急得他团团转,毕竟先前在船上看少年给叶澜送药都是一瓶两瓶地给,让他误以为就是普通的补药,哪里想到竟然效果这么好。
不过他要是知道这是药师门的东西,估计当场就得给乌衡跪下。
言归正传。
暂时稳定郑伯的生命体征后,叶澜才在展厅里走动起来。
这批文物显然是入侵皇庭时掠夺的,里头有唐三彩,金丝珐琅,翡翠白菜,还有各家名人字画,全都是价值连城的贵重物品。
“郑伯,一口气买回来这么多,不便宜吧?”她突然问了这么一句。
“是不便宜,但难得都在一个藏家手里,我咬咬牙花了小半数家产给拿下来了。”郑伯一直缓步跟在她身侧,闻言点了点头,“不过价格还算公道,能遇到一口气全出的卖家也不容易,据说那人是烂赌城性,家中破产才把地下室的古董搬出来售卖。”

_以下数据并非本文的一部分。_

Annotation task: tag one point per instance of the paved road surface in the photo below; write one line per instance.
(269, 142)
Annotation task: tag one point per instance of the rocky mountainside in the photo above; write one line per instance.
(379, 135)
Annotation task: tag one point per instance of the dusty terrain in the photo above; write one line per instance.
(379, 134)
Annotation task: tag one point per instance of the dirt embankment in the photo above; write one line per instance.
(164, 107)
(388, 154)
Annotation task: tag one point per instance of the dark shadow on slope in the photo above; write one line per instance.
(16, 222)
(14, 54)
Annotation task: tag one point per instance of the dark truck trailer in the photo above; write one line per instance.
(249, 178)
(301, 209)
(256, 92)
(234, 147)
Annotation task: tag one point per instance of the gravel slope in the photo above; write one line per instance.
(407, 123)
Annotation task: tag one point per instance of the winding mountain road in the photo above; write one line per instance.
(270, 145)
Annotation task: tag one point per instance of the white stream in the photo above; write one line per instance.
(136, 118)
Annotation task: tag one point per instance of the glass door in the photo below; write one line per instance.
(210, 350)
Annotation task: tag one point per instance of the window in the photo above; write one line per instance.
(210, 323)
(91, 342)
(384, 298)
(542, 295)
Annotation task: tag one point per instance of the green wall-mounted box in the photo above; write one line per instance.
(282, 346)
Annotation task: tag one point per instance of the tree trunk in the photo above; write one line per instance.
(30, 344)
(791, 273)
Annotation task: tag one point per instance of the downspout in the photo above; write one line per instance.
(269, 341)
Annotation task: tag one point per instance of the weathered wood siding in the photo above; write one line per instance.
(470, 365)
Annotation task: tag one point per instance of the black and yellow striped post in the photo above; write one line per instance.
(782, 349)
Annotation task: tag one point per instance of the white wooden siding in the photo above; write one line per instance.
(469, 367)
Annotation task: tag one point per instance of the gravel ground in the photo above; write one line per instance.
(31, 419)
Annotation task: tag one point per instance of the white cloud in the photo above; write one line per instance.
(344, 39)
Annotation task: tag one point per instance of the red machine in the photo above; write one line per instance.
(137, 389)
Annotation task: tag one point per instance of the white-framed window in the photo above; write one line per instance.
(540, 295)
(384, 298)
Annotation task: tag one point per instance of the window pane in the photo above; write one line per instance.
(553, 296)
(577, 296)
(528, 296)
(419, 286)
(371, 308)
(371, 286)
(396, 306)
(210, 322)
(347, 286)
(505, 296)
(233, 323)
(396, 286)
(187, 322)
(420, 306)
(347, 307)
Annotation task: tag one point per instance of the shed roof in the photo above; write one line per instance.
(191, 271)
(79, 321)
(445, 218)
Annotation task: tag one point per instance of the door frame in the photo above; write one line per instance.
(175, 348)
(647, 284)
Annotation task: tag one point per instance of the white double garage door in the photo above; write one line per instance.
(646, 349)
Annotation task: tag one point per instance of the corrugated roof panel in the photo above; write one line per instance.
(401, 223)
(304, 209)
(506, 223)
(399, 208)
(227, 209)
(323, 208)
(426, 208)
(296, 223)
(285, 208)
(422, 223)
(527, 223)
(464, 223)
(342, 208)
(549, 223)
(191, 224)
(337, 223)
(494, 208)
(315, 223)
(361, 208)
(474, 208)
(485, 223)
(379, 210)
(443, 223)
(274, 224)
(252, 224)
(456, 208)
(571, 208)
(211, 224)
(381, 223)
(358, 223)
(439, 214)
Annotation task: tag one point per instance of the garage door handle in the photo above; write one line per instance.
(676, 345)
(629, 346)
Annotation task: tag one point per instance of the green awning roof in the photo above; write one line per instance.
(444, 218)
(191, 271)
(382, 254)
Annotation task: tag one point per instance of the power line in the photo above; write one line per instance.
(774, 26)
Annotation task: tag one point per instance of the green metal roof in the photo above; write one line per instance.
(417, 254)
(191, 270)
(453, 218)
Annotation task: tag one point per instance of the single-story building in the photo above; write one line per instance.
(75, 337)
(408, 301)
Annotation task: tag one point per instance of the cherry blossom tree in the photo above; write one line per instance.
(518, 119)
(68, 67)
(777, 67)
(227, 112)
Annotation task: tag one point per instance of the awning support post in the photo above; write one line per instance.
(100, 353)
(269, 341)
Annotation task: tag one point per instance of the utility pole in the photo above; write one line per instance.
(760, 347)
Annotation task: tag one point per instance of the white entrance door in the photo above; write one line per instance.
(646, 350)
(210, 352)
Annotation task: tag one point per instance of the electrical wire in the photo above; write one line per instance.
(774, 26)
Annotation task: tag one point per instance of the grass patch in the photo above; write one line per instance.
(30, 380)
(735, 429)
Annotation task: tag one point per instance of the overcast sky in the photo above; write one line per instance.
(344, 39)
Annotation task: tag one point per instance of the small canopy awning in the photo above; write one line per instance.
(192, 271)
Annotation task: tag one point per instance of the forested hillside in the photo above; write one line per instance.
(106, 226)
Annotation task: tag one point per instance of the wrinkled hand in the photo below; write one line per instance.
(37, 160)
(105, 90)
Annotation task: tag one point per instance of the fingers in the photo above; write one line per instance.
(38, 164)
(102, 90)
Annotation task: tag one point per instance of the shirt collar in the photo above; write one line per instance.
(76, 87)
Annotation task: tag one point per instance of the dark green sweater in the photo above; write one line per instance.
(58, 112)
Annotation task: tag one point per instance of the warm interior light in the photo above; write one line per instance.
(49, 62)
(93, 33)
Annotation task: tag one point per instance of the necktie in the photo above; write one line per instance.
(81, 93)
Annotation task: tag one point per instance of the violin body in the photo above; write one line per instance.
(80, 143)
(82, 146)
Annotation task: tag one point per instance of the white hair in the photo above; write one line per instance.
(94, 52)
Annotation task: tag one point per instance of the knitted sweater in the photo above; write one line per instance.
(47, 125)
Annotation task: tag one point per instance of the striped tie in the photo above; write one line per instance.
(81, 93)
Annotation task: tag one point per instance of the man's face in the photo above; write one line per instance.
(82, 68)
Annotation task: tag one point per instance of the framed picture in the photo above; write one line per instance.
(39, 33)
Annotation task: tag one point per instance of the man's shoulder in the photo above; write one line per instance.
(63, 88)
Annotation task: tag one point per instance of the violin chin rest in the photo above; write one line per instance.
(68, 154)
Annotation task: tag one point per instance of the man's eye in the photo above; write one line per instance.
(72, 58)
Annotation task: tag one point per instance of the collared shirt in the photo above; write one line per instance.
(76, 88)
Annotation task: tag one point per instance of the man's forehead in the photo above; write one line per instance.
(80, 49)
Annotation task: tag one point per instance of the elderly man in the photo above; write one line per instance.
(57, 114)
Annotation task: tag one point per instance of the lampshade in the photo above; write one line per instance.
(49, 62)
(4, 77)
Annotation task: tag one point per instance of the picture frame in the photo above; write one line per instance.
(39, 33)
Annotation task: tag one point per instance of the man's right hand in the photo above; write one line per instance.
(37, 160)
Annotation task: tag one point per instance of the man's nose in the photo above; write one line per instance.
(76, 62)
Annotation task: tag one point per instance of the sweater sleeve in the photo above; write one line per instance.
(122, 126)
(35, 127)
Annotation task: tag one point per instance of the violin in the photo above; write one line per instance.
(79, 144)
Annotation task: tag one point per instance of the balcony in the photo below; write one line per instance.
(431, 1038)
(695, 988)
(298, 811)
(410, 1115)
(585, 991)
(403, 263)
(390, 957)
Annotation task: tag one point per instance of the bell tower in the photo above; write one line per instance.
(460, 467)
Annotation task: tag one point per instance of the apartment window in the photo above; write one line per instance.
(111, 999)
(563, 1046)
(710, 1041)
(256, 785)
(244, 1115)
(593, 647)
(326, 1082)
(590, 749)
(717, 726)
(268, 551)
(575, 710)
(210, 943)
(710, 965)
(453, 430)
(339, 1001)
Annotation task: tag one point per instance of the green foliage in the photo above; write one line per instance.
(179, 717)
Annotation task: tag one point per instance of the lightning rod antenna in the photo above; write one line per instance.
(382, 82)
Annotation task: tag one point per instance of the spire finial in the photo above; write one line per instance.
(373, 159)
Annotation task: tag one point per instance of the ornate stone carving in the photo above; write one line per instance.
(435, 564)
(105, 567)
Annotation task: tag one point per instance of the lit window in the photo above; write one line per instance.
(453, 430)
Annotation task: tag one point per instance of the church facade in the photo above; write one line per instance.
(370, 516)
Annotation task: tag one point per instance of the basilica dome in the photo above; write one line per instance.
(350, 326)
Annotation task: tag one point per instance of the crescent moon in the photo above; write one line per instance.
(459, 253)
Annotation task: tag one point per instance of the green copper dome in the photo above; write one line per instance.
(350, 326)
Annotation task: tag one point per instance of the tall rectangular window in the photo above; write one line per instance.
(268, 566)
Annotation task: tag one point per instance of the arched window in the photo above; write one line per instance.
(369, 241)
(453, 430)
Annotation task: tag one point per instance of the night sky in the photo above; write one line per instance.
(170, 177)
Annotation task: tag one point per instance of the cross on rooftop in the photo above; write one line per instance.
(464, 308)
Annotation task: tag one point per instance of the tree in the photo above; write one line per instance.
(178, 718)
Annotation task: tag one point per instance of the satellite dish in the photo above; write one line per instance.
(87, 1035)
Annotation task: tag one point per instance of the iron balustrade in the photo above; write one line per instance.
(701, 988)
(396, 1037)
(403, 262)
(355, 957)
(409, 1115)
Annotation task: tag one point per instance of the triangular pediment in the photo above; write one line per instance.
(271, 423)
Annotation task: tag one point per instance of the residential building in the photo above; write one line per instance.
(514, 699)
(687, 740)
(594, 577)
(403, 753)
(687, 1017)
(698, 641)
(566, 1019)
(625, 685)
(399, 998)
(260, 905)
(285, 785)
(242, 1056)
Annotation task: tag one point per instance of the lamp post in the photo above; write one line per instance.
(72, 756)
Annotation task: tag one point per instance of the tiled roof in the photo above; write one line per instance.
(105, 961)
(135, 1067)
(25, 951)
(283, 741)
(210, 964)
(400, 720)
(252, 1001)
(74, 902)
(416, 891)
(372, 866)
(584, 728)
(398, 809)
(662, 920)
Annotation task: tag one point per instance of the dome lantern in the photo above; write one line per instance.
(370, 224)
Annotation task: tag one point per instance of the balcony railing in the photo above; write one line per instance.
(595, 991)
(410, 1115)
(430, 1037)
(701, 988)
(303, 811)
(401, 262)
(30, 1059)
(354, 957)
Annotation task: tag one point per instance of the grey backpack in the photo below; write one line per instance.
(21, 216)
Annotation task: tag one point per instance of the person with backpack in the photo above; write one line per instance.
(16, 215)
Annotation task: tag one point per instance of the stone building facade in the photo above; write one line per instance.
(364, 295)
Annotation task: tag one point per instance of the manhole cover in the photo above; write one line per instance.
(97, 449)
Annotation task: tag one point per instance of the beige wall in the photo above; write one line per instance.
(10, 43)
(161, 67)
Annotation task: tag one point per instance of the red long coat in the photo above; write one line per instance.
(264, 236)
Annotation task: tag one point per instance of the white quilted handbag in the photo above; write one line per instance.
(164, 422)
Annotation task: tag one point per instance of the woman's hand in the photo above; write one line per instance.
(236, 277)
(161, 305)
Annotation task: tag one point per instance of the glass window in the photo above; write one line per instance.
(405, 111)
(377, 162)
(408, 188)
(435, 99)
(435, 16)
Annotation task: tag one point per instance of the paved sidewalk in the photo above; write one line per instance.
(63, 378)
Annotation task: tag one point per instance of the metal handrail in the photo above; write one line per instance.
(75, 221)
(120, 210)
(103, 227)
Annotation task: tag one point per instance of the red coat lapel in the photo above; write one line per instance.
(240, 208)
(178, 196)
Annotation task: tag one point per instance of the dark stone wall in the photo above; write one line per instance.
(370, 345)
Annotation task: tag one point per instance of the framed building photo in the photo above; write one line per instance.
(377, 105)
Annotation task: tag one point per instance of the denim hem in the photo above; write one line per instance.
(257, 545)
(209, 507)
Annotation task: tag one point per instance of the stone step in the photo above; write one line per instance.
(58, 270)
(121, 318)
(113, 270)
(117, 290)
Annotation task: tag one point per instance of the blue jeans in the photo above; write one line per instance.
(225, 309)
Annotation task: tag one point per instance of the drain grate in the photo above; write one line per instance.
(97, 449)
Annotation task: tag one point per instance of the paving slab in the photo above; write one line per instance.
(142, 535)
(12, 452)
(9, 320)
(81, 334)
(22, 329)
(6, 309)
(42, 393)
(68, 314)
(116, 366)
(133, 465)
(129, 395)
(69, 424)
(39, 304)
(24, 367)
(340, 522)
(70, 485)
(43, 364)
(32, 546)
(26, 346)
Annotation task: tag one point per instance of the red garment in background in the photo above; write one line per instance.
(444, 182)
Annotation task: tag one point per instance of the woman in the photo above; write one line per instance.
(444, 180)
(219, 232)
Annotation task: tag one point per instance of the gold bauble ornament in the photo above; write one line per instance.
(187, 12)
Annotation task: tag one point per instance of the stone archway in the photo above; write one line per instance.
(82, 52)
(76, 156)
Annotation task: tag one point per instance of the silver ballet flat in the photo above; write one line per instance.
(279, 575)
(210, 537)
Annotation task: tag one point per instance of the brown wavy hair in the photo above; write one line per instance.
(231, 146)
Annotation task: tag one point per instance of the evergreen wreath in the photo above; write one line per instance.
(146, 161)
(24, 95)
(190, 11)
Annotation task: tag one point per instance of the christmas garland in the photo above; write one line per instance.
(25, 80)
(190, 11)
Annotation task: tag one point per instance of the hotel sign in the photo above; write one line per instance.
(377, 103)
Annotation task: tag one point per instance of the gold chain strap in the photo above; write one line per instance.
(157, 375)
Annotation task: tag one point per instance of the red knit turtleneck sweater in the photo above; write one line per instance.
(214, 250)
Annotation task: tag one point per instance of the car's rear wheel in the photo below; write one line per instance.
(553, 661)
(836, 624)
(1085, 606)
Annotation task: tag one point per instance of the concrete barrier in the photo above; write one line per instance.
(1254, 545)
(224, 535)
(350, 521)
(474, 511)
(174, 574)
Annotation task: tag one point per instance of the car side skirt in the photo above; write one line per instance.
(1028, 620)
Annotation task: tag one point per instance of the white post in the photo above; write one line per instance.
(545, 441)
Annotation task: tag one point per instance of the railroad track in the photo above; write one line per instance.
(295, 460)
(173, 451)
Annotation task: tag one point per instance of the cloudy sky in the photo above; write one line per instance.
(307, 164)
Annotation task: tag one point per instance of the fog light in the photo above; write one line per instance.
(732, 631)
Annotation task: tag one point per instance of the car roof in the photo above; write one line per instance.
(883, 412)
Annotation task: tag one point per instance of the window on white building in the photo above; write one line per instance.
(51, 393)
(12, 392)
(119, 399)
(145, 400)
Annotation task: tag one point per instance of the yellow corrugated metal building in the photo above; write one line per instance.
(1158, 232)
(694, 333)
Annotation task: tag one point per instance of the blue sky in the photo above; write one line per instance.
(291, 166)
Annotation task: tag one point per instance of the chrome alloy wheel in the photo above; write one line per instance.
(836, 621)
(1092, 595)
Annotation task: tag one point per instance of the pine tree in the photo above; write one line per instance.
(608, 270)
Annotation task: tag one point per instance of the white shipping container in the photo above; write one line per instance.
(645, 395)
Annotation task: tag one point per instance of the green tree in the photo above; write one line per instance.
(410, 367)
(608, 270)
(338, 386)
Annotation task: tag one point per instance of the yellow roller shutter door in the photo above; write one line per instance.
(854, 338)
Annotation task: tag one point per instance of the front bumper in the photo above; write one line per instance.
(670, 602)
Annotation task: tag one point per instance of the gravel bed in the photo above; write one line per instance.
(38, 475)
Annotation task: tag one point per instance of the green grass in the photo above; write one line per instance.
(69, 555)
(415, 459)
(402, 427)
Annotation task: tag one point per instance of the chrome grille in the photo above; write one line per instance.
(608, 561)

叶澜一边听着一边手指轻轻划过玻璃展柜,明明是干燥的环境,上边却生出了一层薄薄的水雾,入手冰凉。
“你确定调查清楚了吗?”
听她又问了一遍,郑伯一愣,这回开口有些迟疑,“其实我也想过的,这么多宝贝单个出售拍卖会得出更高价,就算是破产也只需要出一两件就足够填补窟窿的......大师,是不是真有问题?”